The end came just a few days after a heart valve replacement surgery. He had been admitted to the Scripps Memorial Hospital in La Jolla, San Diego, near his home after he complained of breathing difficulties.
Though the surgery was successful, recovery proved too difficult for the renowned musician. His wife Sukanya Rajan and daughter Anoushka were by his side when the end came.
“Ravi Shankar’s health has been fragile for the past several years, and he underwent surgery on December 6 that could have potentially given him a new lease of life,” claimed a statement from the family. “Unfortunately, despite the best efforts of the surgeons and doctors, his body was not able to withstand the strain of the surgery.”
Memories from the media
Tributes for the sitar maestro poured in as the world learned of his demise. Paying tribute to the maestro, Time magazine recalled that in 1968, its reviewer had written “that the sheen of celebrity that the musician’s association with The Beatles had created was starting to fade. In hindsight, that assessment is debatable”.
“More than forty years later, Ravi Shankar is still one of the most powerful and lasting influences in music today.”

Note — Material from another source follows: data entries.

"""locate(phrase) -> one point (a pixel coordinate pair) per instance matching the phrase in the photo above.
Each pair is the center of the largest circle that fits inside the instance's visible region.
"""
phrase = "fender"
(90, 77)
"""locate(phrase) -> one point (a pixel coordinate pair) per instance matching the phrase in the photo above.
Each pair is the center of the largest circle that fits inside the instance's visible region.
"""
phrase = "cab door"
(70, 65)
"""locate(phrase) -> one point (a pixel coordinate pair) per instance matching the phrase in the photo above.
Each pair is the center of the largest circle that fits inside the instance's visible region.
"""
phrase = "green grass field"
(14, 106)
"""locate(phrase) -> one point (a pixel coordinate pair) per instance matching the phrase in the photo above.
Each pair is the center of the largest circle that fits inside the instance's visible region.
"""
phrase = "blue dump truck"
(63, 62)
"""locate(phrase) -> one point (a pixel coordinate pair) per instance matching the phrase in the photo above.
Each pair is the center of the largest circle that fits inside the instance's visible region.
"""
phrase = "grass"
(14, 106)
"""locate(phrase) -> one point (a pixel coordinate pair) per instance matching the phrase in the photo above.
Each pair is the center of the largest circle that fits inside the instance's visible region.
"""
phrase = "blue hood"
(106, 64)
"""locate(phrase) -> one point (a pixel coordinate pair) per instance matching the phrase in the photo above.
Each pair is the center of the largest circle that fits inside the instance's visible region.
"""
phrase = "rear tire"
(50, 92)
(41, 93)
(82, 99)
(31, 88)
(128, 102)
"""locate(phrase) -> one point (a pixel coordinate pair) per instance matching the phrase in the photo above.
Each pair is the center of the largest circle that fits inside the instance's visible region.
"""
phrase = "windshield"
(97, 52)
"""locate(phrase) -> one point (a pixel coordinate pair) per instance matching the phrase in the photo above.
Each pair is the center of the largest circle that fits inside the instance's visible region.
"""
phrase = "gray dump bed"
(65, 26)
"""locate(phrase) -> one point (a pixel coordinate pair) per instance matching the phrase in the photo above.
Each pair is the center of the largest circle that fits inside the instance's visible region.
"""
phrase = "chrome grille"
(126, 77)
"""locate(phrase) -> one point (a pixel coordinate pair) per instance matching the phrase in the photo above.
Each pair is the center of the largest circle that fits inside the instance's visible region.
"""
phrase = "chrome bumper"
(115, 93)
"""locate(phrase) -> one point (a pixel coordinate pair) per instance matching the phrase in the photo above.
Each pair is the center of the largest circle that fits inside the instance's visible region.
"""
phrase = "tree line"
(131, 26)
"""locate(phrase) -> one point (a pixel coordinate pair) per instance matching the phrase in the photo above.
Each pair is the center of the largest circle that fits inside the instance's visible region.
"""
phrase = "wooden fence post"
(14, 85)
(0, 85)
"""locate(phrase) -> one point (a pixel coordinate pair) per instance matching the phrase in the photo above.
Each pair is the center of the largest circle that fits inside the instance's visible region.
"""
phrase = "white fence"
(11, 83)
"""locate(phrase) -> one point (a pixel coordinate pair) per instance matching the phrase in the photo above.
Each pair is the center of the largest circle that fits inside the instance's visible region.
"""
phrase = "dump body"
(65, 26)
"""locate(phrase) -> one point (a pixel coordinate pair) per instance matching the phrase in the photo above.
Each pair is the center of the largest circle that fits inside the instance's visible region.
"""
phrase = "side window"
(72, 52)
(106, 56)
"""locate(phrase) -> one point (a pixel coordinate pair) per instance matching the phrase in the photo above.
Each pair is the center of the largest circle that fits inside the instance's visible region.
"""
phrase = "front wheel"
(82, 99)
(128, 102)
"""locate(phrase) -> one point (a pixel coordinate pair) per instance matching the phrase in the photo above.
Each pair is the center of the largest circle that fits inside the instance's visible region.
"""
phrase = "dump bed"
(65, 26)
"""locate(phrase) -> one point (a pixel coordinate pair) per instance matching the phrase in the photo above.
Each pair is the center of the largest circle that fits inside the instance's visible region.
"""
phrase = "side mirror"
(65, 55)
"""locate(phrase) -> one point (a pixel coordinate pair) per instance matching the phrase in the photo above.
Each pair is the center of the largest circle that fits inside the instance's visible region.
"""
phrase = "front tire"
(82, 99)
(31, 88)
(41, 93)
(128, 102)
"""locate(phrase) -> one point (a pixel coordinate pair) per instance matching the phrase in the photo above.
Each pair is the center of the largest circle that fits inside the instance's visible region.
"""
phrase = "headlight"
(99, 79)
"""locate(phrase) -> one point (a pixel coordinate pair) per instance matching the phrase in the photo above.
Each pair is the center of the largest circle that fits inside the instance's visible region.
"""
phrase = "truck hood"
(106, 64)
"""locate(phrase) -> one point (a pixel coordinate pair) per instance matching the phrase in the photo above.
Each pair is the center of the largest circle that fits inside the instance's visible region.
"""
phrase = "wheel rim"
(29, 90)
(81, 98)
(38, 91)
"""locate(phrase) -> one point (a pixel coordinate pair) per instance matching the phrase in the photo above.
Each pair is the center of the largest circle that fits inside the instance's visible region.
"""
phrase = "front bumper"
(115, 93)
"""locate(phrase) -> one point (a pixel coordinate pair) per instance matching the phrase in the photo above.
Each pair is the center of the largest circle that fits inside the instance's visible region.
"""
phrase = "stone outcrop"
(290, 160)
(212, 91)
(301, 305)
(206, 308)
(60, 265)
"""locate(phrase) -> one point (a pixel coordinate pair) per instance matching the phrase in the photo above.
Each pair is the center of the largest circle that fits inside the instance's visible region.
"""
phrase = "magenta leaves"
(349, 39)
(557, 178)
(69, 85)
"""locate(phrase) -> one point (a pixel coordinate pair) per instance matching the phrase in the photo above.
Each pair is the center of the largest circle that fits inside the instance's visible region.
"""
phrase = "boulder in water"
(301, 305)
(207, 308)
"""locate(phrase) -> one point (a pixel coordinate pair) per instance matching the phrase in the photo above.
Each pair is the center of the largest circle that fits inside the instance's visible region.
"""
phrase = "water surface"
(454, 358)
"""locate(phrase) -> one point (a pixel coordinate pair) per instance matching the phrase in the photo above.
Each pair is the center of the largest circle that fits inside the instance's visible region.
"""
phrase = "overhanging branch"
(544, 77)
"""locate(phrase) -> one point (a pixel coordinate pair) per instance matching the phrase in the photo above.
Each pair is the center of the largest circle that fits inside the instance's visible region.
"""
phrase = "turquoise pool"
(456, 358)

The influential New York Times, in a front page story, said the Indian sitarist and composer’s “collaborations with Western classical musicians as well as rock stars helped foster a worldwide appreciation of India’s traditional music”.
“Shankar, a soft-spoken, eloquent man whose performance style embodied a virtuosity that transcended musical languages was trained in both eastern and western musical traditions,” it said.
“Although Western audiences were often mystified by the odd sounds and shapes of the instruments when he began touring in Europe and the United States in the early 1950s, Mr Shankar and his ensemble gradually built a large following for Indian music,” the Times said.
The Washington Post said the Grammy Award-winning Indian sitar virtuoso had become “the world’s leading representative of South Asian music, exerted a major influence on popular music in the 1960s.”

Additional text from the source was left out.